Les sorcières reviennent cycliquement au cinéma, maléfiques (Evanouis) ou libératrice (chez Bertrand Mandico parce que c'est la référence qui me vient là). Ici on est dans la tendance libératrice, car si Nawojka n'a pas choisi d'être sorcière, c'est tout de même son destin et son identité. Mais ce n'est pas pour autant un film d'épouvante, car rien dans l'image ou dans le récit ne va sérieusement du côté de l'épouvante, tout au plus du malaise.
Dans un coin paumée de Vendée (à la lecture des plaques), Nawojka tient une ferme avec son père, très digne en Polonais venu travailler en France, et ses frères, très beaufs mais c'est comme ça. Elle est attirée par la voisine venue vider la maison de ses parents, mystérieuse et rebelle forcément car il faut que la voisine soit rebelle et mystérieuse pour qu'on ait envie de se la taper (bof).
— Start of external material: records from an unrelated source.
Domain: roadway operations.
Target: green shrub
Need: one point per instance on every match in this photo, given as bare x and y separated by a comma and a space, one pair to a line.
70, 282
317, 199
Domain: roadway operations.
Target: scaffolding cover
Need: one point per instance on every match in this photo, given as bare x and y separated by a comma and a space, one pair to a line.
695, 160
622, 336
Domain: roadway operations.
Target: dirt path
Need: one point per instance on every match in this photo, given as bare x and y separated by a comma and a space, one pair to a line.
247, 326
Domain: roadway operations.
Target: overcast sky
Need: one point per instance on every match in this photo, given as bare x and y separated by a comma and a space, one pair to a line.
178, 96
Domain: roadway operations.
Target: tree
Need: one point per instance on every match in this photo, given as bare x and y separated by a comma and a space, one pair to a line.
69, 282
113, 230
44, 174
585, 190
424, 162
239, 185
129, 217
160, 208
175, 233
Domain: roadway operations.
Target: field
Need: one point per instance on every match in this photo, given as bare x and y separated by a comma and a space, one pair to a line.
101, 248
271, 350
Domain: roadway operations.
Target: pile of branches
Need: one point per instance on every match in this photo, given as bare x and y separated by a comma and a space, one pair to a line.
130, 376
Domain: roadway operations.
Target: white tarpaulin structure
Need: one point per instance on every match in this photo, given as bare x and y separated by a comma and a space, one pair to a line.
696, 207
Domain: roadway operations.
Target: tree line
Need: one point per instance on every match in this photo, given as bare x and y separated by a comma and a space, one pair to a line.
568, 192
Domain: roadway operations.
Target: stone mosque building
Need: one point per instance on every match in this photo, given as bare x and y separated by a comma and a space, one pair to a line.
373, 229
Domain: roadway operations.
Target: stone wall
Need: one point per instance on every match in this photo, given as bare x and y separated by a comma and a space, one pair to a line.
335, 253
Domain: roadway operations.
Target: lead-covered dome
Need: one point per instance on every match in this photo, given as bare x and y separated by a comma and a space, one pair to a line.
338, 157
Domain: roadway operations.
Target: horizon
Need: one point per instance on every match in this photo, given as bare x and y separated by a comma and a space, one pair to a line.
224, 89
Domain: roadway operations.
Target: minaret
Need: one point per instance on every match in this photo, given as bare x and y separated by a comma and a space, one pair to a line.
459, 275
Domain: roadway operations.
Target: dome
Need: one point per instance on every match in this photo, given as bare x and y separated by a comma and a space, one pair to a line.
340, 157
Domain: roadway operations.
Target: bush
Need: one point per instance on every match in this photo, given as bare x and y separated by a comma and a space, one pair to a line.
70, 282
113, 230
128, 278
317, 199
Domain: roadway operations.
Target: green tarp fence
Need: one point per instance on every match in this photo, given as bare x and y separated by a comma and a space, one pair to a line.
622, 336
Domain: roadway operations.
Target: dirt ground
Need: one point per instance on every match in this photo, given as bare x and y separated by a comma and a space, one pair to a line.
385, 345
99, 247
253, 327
L'adversité s'en mêle : les vaches sont malades d'un mal qui reste inconnu ; Nawojka déploie un don/ une malédiction qu'elle ne contrôle pas, et qui échappe assez largement au spectateur hormis un gri-gri dont on ne saisit pas exactement d'où il sort ni pourquoi ; les bouseux du coin vétérinaire compris ont bien envie de l'aider à découvrir son corps et c'est juste glauque. Cette présentation un peu à l'emporte pièce, je l'admet, pour signaler que le film propose de suivre beaucoup de pistes, mais prend un plaisir malin ou maladroit à ne pas le faire.
On ne saura jamais quelle est cette sorcellerie dont Nawojka est porteuse, ni de quoi les vaches souffrent. On ne voit pas pourquoi la voisine se pointe au mariage où personne ne veut d'elle, ni pourquoi au lieu de se tirer à la fin elle va se planquer dans l'étable avec sa lampe torche, comme si les autres personnages étaient stupides en plus d'être des ploucs. Enfin, entre l'interminable séquence du mariage "à la polonaise", celle de la tentative de viol par les péquenauds dont on pouvais facilement se passer et la mort un peu portnawak de Sandra ("c'est un accident", "c'est un incendie qui vient de la forêt", version variable réglée en deux plans par les assassins), il y a un problème de solidité de l'écriture.
Il y a donc pas mal de choses qui ne sont pas (très) écrites et finissent par être gênantes à force de ne pas avancer ni aboutir. Je reste également de marbre voire un peu interdit devant l'image véhiculée du monde rural qui tient un peu de la haine des campagnes qu'on trouve dans le cinéma des années 1980, bref qui semble datée depuis Petit paysan. Enfin le discours sur l'indépendance de la femme qui accepte son côté sorcière est hyper téléphoné depuis la première séquence, et rend d'autant plus embêtant que rien d'autre ne structure un peu le récit.
Reste une photographie vraiment pas mal – Simon Beaufils fait du bon travail pour essayer de soulever un peu le récit en travaillant l'ambiance visuelle et le cadre. Mais ce n'est pas pas suffisant pour épargner une certaine dose d'ennui.